Tego, że skończy sezon jako numer 1 rankingu, Serena była pewna od chwili, gdy po dwóch gemach gry z Masters wycofała się Dinara Safina. Ale Amerykanka grała świetnie do końca, z finałem włącznie. Wygrała z Venus 6:2, 7:6 (7-4), zgarnęła premię za komplet zwycięstw w turnieju. Straciła w Dausze tylko jednego seta: w grupowym meczu z siostrą. Po wygraniu Australian Open i Wimbledonu w Dausze potwierdziła, że jest znów królową tenisa.

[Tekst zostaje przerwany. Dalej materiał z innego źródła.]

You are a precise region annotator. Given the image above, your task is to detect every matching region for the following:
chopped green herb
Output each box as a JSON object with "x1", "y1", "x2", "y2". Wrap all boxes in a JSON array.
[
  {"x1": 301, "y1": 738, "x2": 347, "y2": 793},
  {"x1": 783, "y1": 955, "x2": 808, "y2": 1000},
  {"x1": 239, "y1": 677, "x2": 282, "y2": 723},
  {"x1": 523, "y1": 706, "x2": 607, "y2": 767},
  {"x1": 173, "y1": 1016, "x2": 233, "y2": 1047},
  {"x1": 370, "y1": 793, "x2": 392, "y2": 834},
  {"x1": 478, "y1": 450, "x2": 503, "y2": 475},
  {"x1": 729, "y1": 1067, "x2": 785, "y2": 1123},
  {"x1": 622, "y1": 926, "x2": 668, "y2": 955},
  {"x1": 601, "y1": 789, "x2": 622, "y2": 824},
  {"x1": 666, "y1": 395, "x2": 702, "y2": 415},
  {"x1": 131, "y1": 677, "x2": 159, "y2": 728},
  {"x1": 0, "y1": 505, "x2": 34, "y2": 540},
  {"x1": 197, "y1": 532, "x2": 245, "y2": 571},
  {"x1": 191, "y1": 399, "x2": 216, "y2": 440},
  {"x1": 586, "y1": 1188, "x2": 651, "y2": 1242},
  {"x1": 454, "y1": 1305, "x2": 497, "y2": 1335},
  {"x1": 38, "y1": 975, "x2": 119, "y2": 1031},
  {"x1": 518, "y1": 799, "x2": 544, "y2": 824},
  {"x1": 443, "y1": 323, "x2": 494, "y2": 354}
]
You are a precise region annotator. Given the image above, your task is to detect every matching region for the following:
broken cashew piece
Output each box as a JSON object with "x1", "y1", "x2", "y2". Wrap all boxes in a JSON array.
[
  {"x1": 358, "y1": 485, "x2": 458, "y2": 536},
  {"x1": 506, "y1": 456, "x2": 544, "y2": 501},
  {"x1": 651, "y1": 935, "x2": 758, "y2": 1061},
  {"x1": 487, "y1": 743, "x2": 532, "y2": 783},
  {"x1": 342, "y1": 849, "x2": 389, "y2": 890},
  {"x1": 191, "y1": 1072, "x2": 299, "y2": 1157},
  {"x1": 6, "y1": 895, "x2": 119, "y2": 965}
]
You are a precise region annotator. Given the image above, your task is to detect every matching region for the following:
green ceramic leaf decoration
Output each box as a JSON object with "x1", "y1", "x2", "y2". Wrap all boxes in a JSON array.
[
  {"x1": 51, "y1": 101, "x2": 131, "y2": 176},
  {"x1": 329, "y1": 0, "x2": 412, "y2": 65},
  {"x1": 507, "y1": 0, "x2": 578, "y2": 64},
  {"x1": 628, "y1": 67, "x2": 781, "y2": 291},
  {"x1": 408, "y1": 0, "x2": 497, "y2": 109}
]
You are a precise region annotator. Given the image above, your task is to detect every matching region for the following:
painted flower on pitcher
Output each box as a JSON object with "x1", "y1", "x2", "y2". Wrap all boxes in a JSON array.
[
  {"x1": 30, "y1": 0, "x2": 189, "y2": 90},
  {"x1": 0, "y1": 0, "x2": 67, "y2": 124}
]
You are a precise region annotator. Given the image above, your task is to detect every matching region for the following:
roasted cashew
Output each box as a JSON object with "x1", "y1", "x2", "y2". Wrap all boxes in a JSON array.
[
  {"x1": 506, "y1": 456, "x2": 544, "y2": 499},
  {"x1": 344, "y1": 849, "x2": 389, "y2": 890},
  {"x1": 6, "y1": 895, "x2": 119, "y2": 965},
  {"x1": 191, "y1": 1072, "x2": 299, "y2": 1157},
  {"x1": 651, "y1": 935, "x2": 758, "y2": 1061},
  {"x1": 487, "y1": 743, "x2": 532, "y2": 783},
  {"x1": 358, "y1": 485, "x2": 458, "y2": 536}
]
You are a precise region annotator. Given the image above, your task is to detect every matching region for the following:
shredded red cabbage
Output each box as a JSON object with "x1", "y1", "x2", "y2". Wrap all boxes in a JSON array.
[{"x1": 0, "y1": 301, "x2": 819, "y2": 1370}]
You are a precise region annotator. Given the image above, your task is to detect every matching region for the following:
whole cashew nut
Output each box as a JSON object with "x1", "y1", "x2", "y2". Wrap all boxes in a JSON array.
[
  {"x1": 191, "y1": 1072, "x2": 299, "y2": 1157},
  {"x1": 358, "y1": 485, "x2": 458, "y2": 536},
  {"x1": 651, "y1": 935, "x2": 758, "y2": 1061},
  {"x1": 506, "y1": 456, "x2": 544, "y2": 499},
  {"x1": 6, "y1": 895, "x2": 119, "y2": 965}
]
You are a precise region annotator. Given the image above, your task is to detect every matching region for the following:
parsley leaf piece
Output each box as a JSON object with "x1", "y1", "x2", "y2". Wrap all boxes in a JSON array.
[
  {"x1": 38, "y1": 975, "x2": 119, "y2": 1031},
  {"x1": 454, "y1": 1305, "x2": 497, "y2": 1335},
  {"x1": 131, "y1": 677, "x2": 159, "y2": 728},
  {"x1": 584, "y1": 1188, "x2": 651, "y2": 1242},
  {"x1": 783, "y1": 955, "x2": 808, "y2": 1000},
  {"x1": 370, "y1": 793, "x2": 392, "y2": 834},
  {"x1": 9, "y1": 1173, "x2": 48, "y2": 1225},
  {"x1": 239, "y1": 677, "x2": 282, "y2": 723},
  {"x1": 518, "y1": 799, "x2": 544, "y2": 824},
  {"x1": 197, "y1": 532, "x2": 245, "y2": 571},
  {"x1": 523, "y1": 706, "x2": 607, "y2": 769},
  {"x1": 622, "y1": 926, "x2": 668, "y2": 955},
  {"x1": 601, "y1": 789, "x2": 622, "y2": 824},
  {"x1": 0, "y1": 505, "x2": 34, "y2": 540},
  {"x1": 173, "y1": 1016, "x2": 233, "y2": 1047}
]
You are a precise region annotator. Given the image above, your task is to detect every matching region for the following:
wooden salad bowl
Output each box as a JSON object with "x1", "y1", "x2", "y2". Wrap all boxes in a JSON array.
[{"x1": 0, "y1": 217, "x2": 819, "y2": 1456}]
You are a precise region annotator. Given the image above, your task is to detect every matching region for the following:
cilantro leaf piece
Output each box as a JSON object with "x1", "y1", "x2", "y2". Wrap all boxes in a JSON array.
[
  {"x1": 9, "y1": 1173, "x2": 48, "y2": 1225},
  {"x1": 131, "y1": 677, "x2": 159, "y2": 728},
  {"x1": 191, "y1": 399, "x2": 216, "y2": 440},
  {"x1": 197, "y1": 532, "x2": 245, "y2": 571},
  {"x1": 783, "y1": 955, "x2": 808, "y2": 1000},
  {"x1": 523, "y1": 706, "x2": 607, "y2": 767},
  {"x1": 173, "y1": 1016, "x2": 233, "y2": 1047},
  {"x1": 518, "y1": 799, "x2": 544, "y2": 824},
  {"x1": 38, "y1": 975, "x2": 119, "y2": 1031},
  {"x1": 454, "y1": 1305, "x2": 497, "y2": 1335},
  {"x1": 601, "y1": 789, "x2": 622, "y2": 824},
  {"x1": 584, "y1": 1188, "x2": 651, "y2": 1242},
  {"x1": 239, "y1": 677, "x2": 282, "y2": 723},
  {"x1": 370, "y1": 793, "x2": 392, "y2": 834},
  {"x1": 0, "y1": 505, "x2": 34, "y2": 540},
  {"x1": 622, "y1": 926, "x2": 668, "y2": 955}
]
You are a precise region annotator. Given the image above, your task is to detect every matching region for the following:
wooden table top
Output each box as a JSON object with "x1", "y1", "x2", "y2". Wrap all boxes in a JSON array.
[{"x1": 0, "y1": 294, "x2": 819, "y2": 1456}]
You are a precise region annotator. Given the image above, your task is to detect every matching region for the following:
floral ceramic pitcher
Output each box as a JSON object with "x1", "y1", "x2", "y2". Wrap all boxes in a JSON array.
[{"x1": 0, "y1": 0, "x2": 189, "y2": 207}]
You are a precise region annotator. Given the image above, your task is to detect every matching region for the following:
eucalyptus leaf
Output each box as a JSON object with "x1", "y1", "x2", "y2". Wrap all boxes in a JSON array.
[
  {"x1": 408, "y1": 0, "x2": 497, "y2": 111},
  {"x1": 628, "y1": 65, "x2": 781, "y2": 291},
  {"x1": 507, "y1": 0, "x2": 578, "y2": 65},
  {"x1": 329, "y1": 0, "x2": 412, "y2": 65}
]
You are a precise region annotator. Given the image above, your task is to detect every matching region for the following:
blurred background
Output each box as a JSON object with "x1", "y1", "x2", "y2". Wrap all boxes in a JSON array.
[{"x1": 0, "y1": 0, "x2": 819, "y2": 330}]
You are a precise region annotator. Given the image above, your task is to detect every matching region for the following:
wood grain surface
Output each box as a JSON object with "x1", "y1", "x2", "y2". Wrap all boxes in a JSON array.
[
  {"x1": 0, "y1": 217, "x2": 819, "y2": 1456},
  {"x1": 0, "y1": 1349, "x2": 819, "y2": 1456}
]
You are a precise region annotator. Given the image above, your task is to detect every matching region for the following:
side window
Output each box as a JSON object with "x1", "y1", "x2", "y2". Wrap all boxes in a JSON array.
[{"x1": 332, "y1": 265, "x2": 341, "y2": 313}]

To nie jest jeszcze koniec sezonu w WTA Tour, bo w środę zaczyna się Turniej Mistrzyń (dla najwyżej notowanych tenisistek, które do Masters się nie zakwalifikowały, ale wygrały w 2009 choć jeden turniej klasy International). Ale poważna gra już się skończyła, zaczyna się czas podsumowań. Władze WTA Tour podliczyły, że po zmianie reguł kalendarza spadła liczba kontuzji oraz kreczów. Ale co z tego, skoro kibice mają inne wrażenie. Po US Open ruszyła lawina i np. Caroline Wozniacki w tym czasie kreczowała aż w trzech turniejach. Tak właśnie zakończyła półfinał z Sereną w Dausze.
Łukasz Kubot w parze z Oliverem Marachem wygrał turniej deblowy w Wiedniu. W finale pokonali Juliana Knowle’a i Juergena Melzera 2:6, 6:4, 11:9.